- Piston Motion Basics -
Some Not-So-Obvious Facts
Figure 1
Figure 1 shows an end-view of the crankshaft, connecting rod and piston in an engine which has a 4.0 inch stroke. For purposes of this discussion, the extended centerline of the cylinder bore intersects the center of the crankshaft main bearing, and the wristpin is on the cylinder centerline (defined as zero wristpin offset).
The drawing shows the orientation of the parts when the piston is at the furthest extent of its upward (in this picture) travel, known as the top dead center (TDC) position. The furthest extent of the piston's downward (in this picture) travel is known as the bottom dead center (BDC) position.

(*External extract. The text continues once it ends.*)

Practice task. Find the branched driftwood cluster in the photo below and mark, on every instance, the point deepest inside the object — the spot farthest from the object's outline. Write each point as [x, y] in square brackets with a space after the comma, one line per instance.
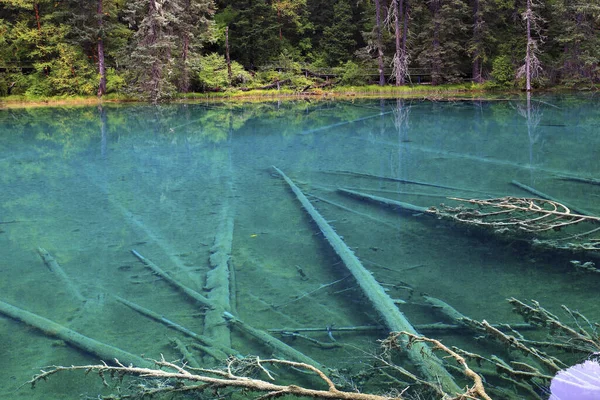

In this picture, there are vertical scales alongside the piston and the crankshaft to show motion of both (in subsequent drawings).
The dashed horizontal lines are marker lines which project from the top edge of the piston and from the center of the crankpin.
Now suppose you rotated the crankshaft in that picture exactly 90°, which is 50% of the crankshaft rotation required to move the piston from TDC to BDC.
QUESTION: Would the piston have moved down the cylinder 50% of its stroke distance?
The answer is NO. In fact, it would have moved nearly 60% of the total stroke (as shown in the next two drawings). The 50% stroke point occurs somewhere around 80° after TDC.
Figure 2
The geometry of the crankshaft and connecting rod mechanism produces this dissymmetry of motion. It is interesting because it is the source of several interesting properties relating to the performance and longevity of a piston engine.
In the Figure 2 drawing the piston and rod have been removed, and the crankshaft has been rotated 90° past TDC. The drawing shows that the centerline of the crankpin has moved downward vertically 2.0 inches (half the stroke) and 2.0 inches horizontally to the left. Since the vertical component of the crankpin motion is 2.0 inches, it is clear that the piston must have traveled at least that amount. However, the horizontal component of the crankpin motion has caused the effective length of the rod (the length along the line of piston motion) to become less than the actual length. That apparent "shortening" of the rod because of the horizontal motion causes the additional downward piston motion.
Figure 3
In the Figure 3 sketch, the rod and piston have been re-installed on the crankshaft (90° past TDC). Note that the piston motion is distinctly greater than half the stroke.
When the crankshaft is in any position other than TDC or BDC, the axis of the connecting rod is no longer parallel to the centerline of the cylinder (the line along which the piston, wristpin and small end of the rod are constrained to move).
If you look at this view from the side, the length of the connecting rod appears to be shorter. In fact, the effective length of the rod at any point is the actual rod length multiplied by the cosine of the angle between the rod and the cylinder centerline.
Now, since the piston has already moved about 60% of the stroke during the first 90° of crank rotation, it stands to reason that during the next 90° of crank rotation (to BDC) the piston will only have to travel the remaining 40% of the stroke to reach BDC.
The reason is that as the crank rotates toward BDC, the crankpin also moves horizontally back toward the center of the cylinder and "restores" the effective length of the rod. That horizontal motion of the crankpin opposes the downward movement of the piston, subtracting from the half-stroke of vertical motion produced from 90° to BDC.
NOTE: All the calculations and explanations on this page and the next page assume zero piston pin offset. A non-zero offset will slightly alter the calculations, SLIGHTLY being the operative word.